Tras la tercera copa alzó la mano y le dijo que no pidiera otra, que tenía que irse a casa, y le mintió al decirle que su marido la estaría esperando. No supo muy bien por qué le habló de su marido: ¿fue para poner a ese individuo en su sitio, porque se mostraba tan creído, tan seguro de sí mismo, o fue, tal como sospechó remotamente, una manera de lanzarle un desafío? En tal caso, ¿qué era a lo que le estaba desafiando que hiciera? La estaba mirando con atención, sus ojos no dejaban de recorrerla entera, de una manera tal que ella casi los percibía en la piel, como los dedos de un ciego.
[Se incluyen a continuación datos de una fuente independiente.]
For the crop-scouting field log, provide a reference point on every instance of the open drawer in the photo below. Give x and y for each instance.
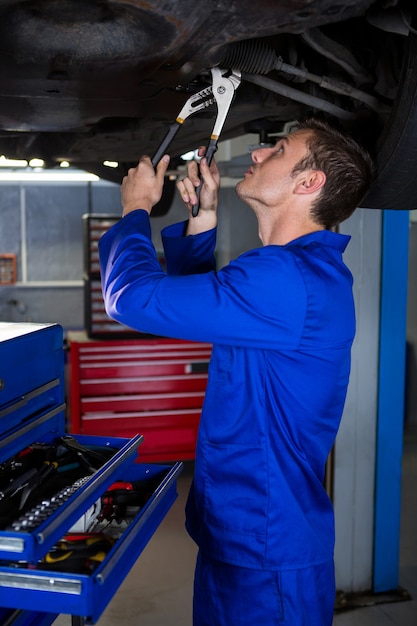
(31, 532)
(29, 587)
Se imaginó arrellanada en el sofá del doctor Kreutz y no por cierto con el doctor Kreutz, sino con ese hombre plateado, de esbeltas extremidades, inclinado encima de ella, retirando una capa tras otra de un tejido fino como la gasa que la cubría del todo, retirándola una por una, con suavidad, dejando a un lado sus protestas cada vez más débiles, hasta quedar del todo desnuda ante él, desnuda y temblorosa y húmeda. La imagen mental fue tan fuerte que en verdad perdió el equilibrio un instante, y tuvo que cerrar los ojos un momento para concentrarse al máximo y no caer del taburete.

Después no pudo dejar de pensar en él. La obsesionaba como si fuera un espectro elegante y desenvuelto, animoso y, a fin de cuentas, demasiado real. A la mañana siguiente, en la tienda, descubrió que más de una vez la miraba el señor Plunkett con cara de pocos amigos, pues se había dejado llevar por un ensueño cuando estaba atendiendo a un cliente. Todavía le zumbaba la cabeza por efecto de los tres whiskys, a los que no estaba acostumbrada, aunque no fuera ésa la causa verdadera de su distracción, y ella lo sabía.

Le gustaba la atildada precisión con que hacía las cosas Leslie White, cosas pequeñas, sin mayor trascendencia, que ni siquiera parecía darse cuenta de haber hecho, como era afilar la brasa del cigarro en el borde del cenicero, o hacer unos dibujitos como de encaje con las cerillas que había usado para encender el cigarro, o apilar las monedas del cambio en montoncitos distintos, los medios peniques, los peniques y las monedas de tres peniques, con los cantos perfectamente alineados. También sabía hacer un truco con una moneda, hacerla rodar sin cesar sobre los nudillos de la mano, tan deprisa que una sola moneda parecía multiplicarse en tres o cuatro, que giraban y centelleaban. Y vestía muy bien. No estuvo muy segura de que los tonos que gastaba, el blanco, el hueso, el gris metálico, fueran los idóneos para su color de piel y de cabello, pero el corte de las prendas que vestía era excelente, se dio perfecta cuenta, pues tenía muy buen ojo para las prendas de buena sastrería. Quizá se dejara aconsejar si era ella la que le diera consejo. Estaría extraordinario de azul, o mejor aún de negro, con un buen traje negro, tal vez de chaqueta cruzada, con el que destacaría mejor su esbeltez, e incluso un tres piezas con cadena de oro en el bolsillo del chaleco. Se imaginó cogida de su brazo, él todo de negro y plata, ella con algo de tonos pálidos, con mucho vuelo…

¡Deirdre! —masculló enfurecido el señor Plunkett, y ella dio un brinco, y tuvo pese a todo dificultad en concentrarse en la viejecita que tenía delante de la caja registradora y que sostenía en alto un chelín con mano temblorosa.

Se sentía culpable y no por Billy, claro que no, sino —y esto le pareció sumamente raro— porque tuvo la sensación de haber traicionado al doctor Kreutz. Se dijo que era una ridiculez pensar de esa forma: ¿qué había hecho, al fin y al cabo, salvo tomarse una copa con un hombre, teniendo en cuenta que ni siquiera era de noche, que había sido por la tarde? Pero por más que intentase restar importancia a lo ocurrido, ni siquiera ella terminaba de convencerse. Y es que algo había ocurrido y algo más ocurriría, y además pronto, de eso estaba segura.

Pero antes aún hubo otra cosa más, algo del todo inesperado, algo que le hizo ver al doctor Kreutz bajo una luz completamente nueva, una luz escabrosa.